In de Internationale Spectator zag J.J.C. Voorhoeve onlangs mogelijkheden voor een ‘nauwe samenwerking’ tussen Nederland en een ‘autonoom buitenlands beleid’ voerend Vlaanderen. De Vlaamse commentator Manu Ruys noemde dit een, ‘gelet op de mentaliteit in 's-Gravenhage, merkwaardig oordeel’. Waarop ik schreef (26 februari): ‘Dat is het inderdaad, en daarom doen de Vlamingen er goed aan zich er niet al te veel illusies over te maken.

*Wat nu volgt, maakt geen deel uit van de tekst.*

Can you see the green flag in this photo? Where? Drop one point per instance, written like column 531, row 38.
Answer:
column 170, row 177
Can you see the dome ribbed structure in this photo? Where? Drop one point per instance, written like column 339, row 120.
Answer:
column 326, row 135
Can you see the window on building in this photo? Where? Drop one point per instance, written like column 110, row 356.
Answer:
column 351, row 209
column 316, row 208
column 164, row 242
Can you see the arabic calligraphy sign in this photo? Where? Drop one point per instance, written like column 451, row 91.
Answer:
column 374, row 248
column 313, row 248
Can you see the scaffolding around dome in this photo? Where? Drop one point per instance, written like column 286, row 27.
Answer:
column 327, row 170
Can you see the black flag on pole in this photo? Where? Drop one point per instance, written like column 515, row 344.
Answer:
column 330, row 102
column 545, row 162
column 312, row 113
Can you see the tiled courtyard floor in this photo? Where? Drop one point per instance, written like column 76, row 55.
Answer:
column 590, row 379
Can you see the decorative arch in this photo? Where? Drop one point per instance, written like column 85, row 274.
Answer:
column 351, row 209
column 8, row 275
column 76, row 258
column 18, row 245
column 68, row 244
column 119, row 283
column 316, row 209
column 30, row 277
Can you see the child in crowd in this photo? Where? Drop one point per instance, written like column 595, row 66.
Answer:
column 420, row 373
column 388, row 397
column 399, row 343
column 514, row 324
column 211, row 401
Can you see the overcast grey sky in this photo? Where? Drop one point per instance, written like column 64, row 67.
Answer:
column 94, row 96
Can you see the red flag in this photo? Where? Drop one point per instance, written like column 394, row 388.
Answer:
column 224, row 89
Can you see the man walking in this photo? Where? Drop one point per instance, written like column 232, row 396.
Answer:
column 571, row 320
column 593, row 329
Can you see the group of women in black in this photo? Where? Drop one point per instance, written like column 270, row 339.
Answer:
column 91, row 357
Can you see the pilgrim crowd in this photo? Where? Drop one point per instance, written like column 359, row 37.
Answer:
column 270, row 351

Achteraf bedacht ik dat Manu Ruys en ik waarschijnlijk een verschillende waarde toekennen aan merkwaardig. Voor mijn gevoel is het bijna synoniem met ongewoon. Vandaar mijn reactie. Bij de Vlamingen heeft het de eigenlijke betekenis behouden van opmerkelijk. Als ik het ook zo had opgevat, zou ik waarschijnlijk anders hebben gereageerd (al zou de zin van mijn reactie dezelfde zijn geweest). Van Dale noemt merkwaardig, zoals door mij gebruikt, een spreekterm, betekenend: bijzonder (in ongunstige zin), raar. Twee volken gescheiden door één taal - zoals Bernard Shaw van de Engelsen en de Amerikanen zei?